Des baisses de taux rapides deviennent encore plus évidentes si l’on considère l’énorme falaise hypothécaire qui approche en 2025, lorsqu’environ 25 % des prêts hypothécaires arriveront à échéance. Les emprunteurs hypothécaires devront faire des compromis: dépenser plus pour leur prêt hypothécaire peut signifier dépenser moins ailleurs.
Qu’est-ce que cela signifie pour les investisseurs ? Comme nous l’avons souligné par le passé, le taux de change du dollar canadien par rapport au dollar américain est fortement influencé par la différence de taux d’intérêt entre les deux pays.

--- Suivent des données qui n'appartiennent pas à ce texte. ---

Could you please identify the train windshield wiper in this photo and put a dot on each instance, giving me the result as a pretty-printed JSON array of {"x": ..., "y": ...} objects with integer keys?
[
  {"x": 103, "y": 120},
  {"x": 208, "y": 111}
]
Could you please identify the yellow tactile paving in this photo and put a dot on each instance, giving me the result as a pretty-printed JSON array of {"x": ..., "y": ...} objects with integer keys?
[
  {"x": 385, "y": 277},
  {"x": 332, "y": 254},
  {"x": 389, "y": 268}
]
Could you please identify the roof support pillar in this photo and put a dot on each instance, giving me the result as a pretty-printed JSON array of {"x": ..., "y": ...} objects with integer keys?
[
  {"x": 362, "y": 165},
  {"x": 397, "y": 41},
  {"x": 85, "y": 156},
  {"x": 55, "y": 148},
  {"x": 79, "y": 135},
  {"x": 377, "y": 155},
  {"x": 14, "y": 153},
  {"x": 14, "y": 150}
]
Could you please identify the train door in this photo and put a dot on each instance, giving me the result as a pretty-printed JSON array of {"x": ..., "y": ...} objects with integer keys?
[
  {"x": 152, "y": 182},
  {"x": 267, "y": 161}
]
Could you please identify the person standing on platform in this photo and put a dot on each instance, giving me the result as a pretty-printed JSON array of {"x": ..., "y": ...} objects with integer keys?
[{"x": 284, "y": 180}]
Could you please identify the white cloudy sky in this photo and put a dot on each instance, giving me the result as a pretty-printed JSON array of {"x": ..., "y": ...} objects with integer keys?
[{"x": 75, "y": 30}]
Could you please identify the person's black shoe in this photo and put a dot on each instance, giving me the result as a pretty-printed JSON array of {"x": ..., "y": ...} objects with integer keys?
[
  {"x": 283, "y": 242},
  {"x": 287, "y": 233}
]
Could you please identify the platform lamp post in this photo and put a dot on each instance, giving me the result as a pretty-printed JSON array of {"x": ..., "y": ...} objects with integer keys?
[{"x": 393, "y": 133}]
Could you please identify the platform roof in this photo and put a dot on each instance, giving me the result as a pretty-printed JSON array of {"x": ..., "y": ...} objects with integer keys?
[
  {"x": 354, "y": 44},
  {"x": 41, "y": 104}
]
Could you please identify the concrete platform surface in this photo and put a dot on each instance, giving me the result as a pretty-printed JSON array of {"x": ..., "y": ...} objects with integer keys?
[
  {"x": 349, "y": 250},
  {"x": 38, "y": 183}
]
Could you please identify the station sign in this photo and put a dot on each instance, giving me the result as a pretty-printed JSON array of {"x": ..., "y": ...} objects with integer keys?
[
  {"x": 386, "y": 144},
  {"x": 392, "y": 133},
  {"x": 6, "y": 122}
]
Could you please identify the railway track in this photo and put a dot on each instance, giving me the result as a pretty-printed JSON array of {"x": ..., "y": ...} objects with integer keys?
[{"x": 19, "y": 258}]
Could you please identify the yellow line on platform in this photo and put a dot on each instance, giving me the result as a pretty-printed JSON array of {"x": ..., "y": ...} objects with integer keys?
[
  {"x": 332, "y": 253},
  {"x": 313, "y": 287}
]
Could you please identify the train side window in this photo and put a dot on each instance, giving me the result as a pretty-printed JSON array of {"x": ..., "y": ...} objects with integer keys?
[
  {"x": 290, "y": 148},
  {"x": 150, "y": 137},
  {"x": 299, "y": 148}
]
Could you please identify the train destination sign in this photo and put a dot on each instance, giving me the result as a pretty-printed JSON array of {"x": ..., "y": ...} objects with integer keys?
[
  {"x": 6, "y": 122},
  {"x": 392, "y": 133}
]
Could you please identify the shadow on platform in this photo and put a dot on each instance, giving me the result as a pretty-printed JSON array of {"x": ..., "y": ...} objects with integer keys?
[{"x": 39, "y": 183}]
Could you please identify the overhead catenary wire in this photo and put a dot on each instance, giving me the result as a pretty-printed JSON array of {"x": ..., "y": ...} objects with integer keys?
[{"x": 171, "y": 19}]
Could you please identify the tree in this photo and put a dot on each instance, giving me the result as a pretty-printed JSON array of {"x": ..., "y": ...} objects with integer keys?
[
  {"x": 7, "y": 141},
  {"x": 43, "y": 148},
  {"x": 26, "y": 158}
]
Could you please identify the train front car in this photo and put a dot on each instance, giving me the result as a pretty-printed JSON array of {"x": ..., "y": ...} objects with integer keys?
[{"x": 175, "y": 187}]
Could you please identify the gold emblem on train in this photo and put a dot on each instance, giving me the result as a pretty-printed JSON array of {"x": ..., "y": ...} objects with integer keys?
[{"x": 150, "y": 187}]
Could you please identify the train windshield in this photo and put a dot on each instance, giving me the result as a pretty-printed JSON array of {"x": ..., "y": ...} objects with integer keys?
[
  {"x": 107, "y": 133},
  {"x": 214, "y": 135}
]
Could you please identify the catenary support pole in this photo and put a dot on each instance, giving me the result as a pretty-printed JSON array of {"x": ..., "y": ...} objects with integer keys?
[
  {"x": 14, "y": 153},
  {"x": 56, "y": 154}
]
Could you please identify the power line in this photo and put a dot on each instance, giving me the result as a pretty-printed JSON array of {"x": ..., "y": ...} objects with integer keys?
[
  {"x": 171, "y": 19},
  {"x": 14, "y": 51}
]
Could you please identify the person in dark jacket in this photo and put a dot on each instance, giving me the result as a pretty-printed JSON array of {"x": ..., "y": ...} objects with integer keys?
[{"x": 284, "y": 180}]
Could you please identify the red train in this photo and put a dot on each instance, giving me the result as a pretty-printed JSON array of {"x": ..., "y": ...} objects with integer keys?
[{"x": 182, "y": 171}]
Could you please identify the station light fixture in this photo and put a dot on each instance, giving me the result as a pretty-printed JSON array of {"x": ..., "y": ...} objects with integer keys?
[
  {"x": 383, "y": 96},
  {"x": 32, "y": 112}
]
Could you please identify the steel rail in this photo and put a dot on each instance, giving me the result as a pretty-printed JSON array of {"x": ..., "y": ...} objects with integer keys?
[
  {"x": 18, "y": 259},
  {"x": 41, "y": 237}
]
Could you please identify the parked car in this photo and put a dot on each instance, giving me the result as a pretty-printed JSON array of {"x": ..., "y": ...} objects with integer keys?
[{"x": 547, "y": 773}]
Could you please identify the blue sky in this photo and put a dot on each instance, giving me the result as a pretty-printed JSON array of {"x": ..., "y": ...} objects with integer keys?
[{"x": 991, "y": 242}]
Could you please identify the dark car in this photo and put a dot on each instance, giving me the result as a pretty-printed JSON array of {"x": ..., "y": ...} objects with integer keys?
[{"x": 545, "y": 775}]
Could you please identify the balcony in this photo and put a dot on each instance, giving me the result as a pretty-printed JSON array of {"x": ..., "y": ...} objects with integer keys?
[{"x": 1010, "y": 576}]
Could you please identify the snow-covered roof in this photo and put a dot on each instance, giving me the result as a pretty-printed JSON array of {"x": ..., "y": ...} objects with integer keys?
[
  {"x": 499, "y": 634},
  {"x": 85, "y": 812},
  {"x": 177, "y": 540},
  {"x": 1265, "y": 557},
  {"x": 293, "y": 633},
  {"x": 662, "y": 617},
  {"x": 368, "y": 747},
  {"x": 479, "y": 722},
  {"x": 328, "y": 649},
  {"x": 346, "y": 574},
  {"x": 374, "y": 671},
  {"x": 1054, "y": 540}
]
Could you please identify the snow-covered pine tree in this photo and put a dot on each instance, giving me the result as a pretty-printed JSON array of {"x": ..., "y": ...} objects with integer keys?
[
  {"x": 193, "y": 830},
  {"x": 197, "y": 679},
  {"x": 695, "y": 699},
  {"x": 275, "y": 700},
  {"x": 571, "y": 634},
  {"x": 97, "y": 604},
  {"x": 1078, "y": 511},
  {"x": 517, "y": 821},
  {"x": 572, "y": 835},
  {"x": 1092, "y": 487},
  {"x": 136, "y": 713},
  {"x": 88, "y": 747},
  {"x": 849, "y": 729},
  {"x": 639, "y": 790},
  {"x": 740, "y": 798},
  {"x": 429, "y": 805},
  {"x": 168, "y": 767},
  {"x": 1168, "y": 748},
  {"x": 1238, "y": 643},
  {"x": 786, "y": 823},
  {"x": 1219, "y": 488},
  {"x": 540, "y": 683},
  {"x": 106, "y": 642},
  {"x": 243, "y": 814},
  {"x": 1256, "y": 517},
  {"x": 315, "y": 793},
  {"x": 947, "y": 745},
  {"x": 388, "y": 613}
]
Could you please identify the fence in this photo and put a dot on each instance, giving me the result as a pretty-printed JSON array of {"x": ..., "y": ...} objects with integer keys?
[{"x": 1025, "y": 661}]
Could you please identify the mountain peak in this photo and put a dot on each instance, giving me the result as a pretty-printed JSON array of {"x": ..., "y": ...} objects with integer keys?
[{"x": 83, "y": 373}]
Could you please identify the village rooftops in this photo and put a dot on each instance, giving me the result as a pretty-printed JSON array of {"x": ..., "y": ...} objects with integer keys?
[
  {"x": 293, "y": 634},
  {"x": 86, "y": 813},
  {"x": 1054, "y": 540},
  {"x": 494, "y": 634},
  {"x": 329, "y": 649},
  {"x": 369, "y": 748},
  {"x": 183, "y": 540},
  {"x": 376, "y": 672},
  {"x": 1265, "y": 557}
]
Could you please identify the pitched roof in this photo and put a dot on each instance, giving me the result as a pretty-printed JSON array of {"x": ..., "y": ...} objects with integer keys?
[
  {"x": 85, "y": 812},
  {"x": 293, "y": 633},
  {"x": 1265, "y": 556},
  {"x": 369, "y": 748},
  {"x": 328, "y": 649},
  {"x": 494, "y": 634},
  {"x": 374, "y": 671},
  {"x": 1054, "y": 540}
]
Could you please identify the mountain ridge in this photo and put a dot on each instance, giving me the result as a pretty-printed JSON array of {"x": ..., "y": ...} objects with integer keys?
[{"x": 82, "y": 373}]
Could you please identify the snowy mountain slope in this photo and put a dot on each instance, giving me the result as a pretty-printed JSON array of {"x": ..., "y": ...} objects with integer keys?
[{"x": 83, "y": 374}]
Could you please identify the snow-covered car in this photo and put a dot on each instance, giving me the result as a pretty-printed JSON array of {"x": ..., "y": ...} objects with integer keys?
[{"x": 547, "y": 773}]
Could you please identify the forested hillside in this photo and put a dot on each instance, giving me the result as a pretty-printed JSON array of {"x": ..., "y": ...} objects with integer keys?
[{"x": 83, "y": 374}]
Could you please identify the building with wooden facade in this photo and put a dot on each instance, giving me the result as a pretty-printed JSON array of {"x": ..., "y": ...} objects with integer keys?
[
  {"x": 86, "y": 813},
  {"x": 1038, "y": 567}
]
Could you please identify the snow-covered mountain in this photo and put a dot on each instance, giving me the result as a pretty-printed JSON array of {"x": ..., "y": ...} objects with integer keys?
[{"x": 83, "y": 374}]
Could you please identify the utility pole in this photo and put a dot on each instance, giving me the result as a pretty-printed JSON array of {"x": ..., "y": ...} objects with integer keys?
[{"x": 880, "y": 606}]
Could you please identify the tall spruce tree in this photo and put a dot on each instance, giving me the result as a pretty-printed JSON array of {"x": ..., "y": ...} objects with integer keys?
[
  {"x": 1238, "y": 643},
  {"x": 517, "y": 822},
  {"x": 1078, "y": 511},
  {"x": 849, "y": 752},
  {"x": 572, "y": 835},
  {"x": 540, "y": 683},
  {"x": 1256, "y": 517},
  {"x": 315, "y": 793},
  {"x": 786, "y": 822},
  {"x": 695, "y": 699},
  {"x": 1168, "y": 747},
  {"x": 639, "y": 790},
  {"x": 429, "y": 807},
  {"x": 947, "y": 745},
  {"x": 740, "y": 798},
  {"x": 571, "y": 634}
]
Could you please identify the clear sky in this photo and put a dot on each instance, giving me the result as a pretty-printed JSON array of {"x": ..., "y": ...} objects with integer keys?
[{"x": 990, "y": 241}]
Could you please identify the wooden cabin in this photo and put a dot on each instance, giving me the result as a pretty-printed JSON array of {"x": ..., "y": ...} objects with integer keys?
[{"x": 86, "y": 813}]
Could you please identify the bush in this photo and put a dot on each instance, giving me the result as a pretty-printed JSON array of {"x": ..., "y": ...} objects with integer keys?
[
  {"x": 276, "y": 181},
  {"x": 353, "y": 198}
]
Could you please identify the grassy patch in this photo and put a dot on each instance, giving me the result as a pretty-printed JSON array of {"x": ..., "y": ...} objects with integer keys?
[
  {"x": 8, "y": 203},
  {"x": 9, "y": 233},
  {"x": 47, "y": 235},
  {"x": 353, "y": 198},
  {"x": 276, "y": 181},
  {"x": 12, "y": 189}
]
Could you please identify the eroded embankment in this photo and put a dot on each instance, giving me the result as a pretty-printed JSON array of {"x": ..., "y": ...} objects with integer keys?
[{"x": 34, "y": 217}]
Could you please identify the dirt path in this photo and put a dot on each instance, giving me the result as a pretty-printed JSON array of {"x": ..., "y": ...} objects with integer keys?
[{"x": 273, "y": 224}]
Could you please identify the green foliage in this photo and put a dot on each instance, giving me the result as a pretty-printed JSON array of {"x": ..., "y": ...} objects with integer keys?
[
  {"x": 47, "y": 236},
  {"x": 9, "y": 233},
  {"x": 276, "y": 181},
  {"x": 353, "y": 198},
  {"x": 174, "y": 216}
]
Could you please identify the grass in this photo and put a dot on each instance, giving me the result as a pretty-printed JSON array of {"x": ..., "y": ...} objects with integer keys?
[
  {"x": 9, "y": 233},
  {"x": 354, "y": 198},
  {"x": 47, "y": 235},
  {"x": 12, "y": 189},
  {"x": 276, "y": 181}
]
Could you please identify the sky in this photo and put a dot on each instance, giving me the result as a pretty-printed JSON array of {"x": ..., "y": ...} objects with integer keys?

Si nous avons raison et que la Fed suit en novembre avec seulement une réduction de 25 points de base, notre juste valeur du huard se situe dans la fourchette de 0,70 à 72 dollars américains.
Nous avons déjà constaté une pression à la baisse sur le dollar canadien, qui est passé de 74 cents à un peu moins de 73 cents au cours des dernières semaines. À notre avis, il est plus probable qu’il continue à baisser, et non à monter – le bas de la fourchette étant le plus probable.
En fonction de l’évolution des données canadiennes au cours des deux prochains mois, il se peut que cette réduction de 50 points de base ne soit pas la dernière que la Banque effectuera.»